If you were a member of the Cal football team in 1951, you wore leather caps, wore no pads and had no face mask.

If you were a member of the Cal football team in 1951, you didn’t have the luxury of playing on Momentum Turf. If it rained, you played in the mud.

But if you were a member of the Cal football team in 1951, you were a part of, for at least a week, the No. 1 football team in the country.

“When you’re young, like I was back in 1951, you just think about playing. Just being a part of all of this,” says Vincent Maiorana, a starting offensive guard for that 1951 team.

Today, the times are different. The uniforms are different. But at No. 2 in the nation, Cal finds itself at its highest ranking since that 1951 team. The times may be changing, but the Bears are finally, almost, back on top.

“The whole thing speaks for itself,” says Maiorana. “They’ve done a marvelous job. The coaches have done a great job. It’s nice to see them back to where they belong.”

But if there were a difference between now and then, it would be that, in the 1950s, Cal was considered a perennial powerhouse.

Coach Lynn “Pappy” Waldorf resurrected a Bears program that had incurred eight losing seasons before he arrived in 1947. Waldorf led Cal to three consecutive undefeated seasons from 1948 to 1950, when the Bears won the Pacific Coast Conference and made trips to Rose Bowls.

In fact, starting in 1948, the Bears went undefeated for 21 straight regular season games, until the 1951 season, when then-No. 1 Cal lost 21-14 to USC at Memorial Stadium.

“I remember when I was a young man coming out of Southern California, being recruited by several schools and choosing to go to the University of California, well they had gone to the Rose Bowl for three straight years,” says Jim Hanifan, a freshman tight end for the 1951 team. “It was the place to go.”

Today, Cal may not be mentioned in the same breath as “traditional” powers like Ohio State, Michigan or USC, but the Bears have done their share of recruiting, bringing in four- and five- star recruits like Marshawn Lynch and DeSean Jackson the last several years.

It’s this ability to bring in talent that Hanifan cites as one of the reasons why current Cal coach Jeff Tedford has been able to turn a once bottom-dwelling football team into the No. 2 program in the country.

“You’ve got a really good coaching staff. You’ve got a hell of a coach,” says Hanifan. “Then you’ve got a group of fellas that they’ve brought together and they’ve recruited to the university and they’re playing the game the right way.”

But before the Bears reached the height they have recently, Cal was not among college football’s elite.

In fact, after 1952 there were only two years before the Tedford era in which the Bears were ranked in the top 10—1968, when the team obtained a No. 8 ranking, and 1991, when Cal finished at No. 8.

It was quite different from the days of Waldorf.

“I really hoped that they would (have achieved what the 1951 team achieved),” Maiorana said. “There were times when they touched upon it and it looked like it was going to happen, but then they would fall back.”

It hasn’t been until now, under Tedford, that it has happened.

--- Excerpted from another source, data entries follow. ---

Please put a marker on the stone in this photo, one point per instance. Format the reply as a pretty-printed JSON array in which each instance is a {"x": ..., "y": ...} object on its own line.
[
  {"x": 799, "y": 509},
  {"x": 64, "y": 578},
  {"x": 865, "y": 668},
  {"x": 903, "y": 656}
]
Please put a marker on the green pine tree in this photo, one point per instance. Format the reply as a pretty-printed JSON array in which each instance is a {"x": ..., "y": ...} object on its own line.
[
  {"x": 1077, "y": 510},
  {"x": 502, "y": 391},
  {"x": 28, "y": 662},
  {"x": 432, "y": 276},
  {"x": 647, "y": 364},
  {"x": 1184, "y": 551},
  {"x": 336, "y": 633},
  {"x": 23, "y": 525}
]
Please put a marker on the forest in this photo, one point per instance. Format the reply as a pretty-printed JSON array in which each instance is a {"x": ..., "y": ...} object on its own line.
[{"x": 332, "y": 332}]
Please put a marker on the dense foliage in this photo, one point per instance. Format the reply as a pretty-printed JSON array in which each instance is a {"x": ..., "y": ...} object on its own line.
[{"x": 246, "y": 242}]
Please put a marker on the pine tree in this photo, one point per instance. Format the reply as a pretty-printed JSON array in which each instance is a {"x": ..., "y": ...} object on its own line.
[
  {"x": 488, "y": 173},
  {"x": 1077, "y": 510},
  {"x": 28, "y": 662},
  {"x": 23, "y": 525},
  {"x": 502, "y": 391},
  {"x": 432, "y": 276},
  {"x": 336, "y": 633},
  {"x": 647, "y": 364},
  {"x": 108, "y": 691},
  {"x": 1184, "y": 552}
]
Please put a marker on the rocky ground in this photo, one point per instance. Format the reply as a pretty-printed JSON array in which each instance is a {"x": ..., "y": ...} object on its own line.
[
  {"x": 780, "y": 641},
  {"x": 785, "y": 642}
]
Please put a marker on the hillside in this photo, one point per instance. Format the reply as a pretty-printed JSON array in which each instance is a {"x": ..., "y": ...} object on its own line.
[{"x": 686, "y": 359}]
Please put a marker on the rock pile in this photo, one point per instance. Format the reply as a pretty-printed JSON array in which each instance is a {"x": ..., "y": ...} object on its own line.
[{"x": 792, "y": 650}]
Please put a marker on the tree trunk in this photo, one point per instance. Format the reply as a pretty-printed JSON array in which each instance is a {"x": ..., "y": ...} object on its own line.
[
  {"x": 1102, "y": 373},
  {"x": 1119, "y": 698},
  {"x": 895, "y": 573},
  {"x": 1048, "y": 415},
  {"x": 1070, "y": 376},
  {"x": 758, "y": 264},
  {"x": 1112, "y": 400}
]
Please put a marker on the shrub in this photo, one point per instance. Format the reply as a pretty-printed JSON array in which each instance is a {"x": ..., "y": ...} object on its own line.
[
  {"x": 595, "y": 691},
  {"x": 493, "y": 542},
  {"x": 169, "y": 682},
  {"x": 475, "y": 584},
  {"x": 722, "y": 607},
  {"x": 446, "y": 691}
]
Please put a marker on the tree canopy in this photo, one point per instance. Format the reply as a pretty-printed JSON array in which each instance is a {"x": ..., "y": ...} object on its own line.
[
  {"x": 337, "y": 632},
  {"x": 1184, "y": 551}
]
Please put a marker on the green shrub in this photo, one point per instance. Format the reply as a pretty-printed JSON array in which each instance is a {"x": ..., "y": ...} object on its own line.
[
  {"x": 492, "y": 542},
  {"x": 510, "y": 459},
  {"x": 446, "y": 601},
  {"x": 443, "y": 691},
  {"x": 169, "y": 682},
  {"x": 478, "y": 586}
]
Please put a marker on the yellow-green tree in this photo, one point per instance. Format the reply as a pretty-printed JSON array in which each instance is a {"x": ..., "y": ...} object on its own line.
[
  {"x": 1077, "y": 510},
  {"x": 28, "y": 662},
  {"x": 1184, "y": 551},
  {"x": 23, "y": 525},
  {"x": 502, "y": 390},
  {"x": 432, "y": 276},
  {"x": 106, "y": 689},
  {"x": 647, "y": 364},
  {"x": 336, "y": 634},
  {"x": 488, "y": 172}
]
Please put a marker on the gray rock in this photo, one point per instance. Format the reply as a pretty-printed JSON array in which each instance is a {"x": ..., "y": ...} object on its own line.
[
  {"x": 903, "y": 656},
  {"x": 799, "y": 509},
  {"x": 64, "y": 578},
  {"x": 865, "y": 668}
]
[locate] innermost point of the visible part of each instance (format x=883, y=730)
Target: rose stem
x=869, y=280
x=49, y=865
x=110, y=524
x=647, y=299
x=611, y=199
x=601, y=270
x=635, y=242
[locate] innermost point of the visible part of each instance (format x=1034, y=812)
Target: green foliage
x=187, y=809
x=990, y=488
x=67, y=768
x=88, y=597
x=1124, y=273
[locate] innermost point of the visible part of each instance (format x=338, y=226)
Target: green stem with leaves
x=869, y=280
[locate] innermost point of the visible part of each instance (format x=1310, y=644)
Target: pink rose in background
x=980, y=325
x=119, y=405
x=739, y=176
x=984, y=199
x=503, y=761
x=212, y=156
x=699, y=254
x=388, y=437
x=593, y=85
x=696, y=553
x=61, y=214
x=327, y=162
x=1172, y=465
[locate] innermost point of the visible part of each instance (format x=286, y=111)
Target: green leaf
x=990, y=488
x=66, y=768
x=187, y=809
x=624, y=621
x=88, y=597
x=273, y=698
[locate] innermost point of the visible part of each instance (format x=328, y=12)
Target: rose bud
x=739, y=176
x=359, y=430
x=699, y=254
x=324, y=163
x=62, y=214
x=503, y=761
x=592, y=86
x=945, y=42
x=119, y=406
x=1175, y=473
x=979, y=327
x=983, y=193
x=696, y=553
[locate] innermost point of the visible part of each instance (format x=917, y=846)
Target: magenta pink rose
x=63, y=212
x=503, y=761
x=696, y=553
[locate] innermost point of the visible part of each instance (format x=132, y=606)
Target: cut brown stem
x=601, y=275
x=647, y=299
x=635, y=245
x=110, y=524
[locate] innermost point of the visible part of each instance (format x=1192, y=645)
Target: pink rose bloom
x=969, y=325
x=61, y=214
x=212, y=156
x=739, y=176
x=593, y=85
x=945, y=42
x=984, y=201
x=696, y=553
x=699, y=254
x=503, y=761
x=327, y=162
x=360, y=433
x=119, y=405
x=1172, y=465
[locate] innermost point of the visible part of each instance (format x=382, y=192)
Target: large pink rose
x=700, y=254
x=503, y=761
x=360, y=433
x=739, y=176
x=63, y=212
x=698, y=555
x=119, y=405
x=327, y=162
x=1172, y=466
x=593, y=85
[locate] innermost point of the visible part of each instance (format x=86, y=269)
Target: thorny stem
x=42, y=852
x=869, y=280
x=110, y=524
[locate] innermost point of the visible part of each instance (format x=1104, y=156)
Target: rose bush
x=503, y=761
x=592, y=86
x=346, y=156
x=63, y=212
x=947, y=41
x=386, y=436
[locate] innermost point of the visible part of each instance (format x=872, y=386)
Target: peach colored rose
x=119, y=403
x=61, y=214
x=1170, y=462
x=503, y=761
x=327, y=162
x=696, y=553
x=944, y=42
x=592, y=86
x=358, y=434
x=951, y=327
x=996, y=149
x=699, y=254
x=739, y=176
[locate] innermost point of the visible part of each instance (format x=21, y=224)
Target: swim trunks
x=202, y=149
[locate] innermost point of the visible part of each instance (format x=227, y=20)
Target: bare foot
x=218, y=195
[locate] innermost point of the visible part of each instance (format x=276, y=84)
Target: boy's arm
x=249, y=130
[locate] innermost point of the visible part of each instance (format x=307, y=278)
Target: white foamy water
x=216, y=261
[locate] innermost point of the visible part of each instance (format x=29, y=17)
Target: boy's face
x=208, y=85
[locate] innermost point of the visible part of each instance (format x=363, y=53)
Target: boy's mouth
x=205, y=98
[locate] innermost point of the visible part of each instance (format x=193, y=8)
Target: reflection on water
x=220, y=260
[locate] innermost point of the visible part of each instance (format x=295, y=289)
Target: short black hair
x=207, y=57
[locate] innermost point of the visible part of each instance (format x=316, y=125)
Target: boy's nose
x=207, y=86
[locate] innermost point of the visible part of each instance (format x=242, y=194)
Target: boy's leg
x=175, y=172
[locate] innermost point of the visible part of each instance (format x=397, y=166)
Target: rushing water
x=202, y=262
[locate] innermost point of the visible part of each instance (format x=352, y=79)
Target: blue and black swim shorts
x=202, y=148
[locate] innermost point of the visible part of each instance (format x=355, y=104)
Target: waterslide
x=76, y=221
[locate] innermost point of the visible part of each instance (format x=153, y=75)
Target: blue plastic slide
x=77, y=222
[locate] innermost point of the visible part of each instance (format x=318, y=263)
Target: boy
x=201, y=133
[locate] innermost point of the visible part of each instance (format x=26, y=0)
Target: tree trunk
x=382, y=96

And the excitement that it brings can be felt far beyond the confines of Memorial Stadium.

The Sunday after the Bears’ 2007 season-opening win against Tennessee, Maiorana went to church like he always does. During the Roman Catholic ceremony of communion, Maiorana, instead of saying the traditional Amen, Maiorana whispered “go bears.”

That’s how much that victory over the Volunteers—and this winning tradition—means to Maiorana.

“When I was at the Tennessee game, and I have been going to games prior to that, it kind of epitomized what I was feeling,” says Maiorana. “You can see, looking across the stadium and see the old excitement back. You can see the young people enjoying it and you can see the old people enjoying it right with them.”